X, de Yannis Ritsos





Todos los cuerpos que toqué, que vi, que poseí, que soñé, todos
están condensados en tu cuerpo. Oh, tú, carnal Diotima,
en el gran banquete de los griegos. Las flautistas se han marchado,
los poetas y los filósofos se han marchado. Los hermosos efebos reposan ya
lejos, en los dormitorios de la luna. Estás sola
en la plegaria que he elevado. Una sandalia blanca
con tiras blancas y largas está atada a la pata de la silla. Es el olvido absoluto;
eres la memoria absoluta. Eres la fragilidad intacta. Amanece.
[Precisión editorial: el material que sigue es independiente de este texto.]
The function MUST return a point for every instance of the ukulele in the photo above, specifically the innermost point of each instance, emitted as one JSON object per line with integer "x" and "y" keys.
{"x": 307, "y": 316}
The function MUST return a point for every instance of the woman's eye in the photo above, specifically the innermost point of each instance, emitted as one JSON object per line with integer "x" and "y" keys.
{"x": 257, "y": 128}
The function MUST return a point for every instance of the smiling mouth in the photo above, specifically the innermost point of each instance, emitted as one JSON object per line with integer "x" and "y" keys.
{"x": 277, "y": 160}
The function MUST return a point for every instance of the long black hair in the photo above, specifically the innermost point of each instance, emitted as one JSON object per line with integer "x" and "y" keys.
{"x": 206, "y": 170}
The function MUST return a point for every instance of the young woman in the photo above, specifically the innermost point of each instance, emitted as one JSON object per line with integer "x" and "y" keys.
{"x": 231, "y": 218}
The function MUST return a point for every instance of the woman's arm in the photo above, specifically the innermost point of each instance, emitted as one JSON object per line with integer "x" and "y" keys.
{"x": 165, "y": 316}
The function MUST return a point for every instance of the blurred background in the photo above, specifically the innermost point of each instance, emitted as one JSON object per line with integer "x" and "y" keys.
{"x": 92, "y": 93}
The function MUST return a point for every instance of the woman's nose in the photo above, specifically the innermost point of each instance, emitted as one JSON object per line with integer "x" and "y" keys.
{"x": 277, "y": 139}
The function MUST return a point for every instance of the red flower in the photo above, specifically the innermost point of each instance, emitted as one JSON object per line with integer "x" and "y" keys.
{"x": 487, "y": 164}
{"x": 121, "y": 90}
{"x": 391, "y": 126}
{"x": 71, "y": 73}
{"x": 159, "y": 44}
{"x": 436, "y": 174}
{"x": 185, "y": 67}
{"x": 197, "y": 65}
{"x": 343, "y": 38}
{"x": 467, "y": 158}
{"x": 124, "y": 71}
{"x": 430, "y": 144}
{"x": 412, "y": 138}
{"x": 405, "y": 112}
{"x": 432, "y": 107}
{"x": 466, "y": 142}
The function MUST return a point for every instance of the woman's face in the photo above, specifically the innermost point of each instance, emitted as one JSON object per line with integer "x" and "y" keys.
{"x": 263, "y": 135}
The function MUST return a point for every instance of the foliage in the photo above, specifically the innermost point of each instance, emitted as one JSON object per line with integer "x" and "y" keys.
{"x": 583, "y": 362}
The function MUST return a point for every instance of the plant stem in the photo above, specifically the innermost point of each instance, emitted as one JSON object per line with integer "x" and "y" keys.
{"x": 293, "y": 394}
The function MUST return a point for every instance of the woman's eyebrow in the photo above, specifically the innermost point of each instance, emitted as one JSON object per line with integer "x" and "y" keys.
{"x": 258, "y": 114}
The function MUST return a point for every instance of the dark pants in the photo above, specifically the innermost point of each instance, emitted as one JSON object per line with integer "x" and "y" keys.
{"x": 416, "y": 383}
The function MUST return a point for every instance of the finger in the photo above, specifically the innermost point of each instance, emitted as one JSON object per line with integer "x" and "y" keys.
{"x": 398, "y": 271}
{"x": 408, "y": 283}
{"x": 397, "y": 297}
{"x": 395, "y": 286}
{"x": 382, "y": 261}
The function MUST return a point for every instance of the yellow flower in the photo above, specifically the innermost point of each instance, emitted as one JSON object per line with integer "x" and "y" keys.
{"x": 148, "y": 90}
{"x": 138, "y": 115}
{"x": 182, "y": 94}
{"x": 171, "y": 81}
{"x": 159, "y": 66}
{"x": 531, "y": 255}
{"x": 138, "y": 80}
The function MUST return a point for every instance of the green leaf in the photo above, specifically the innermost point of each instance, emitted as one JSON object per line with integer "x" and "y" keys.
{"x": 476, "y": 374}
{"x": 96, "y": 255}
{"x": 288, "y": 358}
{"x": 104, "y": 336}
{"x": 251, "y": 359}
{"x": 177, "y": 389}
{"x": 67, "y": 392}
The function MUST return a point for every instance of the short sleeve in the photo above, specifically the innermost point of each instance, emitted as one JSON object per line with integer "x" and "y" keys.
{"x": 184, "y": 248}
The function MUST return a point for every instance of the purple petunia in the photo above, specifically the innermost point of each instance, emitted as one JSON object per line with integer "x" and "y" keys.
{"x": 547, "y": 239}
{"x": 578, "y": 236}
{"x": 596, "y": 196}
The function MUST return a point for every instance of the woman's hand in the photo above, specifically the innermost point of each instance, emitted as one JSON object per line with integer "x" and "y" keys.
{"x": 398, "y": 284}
Carnosas chumberas se precipitan desde los riscos. Un sol rosáceo
permanece inmóvil sobre el mar de Monemvasiá. Nuestra doble sombra
se deshace en la luz sobre el suelo de mármol cubierto de colillas pisadas,
de ramilletes de jazmines ensartados en agujas de pino. Oh carnal Diotima,
tú que me has engendrado y a quien yo engendré, es ya el momento
de que engendremos actos y poemas, de salir al mundo. Y en verdad no te olvides,
cuando vayas al Ágora, de comprar bastantes manzanas,
no las de oro de las Hespérides, sino esas grandes y rojas que, cuando hincas
tus dientes brillantes en su carne apretada, se les queda clavada,
como una eternidad sobre los libros, tu sonrisa vital.